Health Ministry report shows breast feeding decline
Kingston, Jamaica — Minister of Health, Dr Fenton Ferguson, says that there has been a decline in exclusive breastfeeding at six weeks of age, from 63.2 per cent in 1983 to 50.3 per cent in 2011.
He said that although this is not a standard indicator, it gives valuable information relating to the fall off from exclusive breastfeeding very early in the process.
“The general introduction of water, ‘teas’ and thin porridges is the general practice. The principal concern is not simply the inappropriate timing of early feeds, but the increase in incidence of nutrition related childhood diseases, and the increased risk of chronic non-communicable diseases in adulthood that may result from these practices,” Ferguson said in his preface to the ministry’s National Infant and Young Child Feeding Policy draft document, tabled in the House of Representatives, Tuesday, July 15.
The report said that inappropriate feeding practices are major causes of infant morbidity and can have lifelong impact on intellectual and social development, as well as on health outcomes across the life course.

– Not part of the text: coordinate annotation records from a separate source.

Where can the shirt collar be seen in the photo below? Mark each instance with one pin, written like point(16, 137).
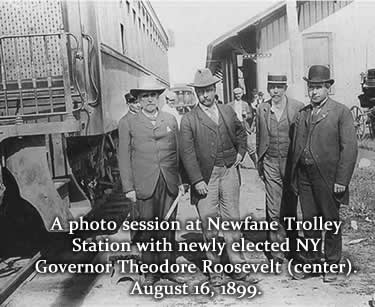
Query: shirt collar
point(207, 109)
point(151, 117)
point(320, 105)
point(285, 101)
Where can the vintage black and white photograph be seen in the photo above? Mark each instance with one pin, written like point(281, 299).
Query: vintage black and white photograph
point(187, 153)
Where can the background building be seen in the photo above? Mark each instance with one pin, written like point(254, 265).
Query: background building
point(334, 33)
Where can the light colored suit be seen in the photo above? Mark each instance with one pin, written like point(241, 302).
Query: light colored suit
point(146, 151)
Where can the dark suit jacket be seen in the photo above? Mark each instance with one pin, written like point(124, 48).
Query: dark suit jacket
point(145, 151)
point(333, 144)
point(262, 123)
point(198, 142)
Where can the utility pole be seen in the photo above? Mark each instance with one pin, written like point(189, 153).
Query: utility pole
point(296, 84)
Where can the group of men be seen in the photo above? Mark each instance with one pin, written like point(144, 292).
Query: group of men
point(306, 151)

“These consequences impede government’s efforts towards sustainable socioeconomic development and poverty reduction,” it also stated.
It added that, despite progress in infant and young child nutrition in Jamaica, major challenges persist.
“Many children still suffer from the effects of under-nutrition and micronutrient malnutrition, namely from iron deficiency anaemia. Inappropriate feeding practices are also leading to rising incidences of overweight and obesity, which are risk factors for chronic diseases in children,” it said.
“These trends are occurring against a backdrop of dramatic changes in the global economic climate which threaten and undermine food security at the household and national levels,” it concluded.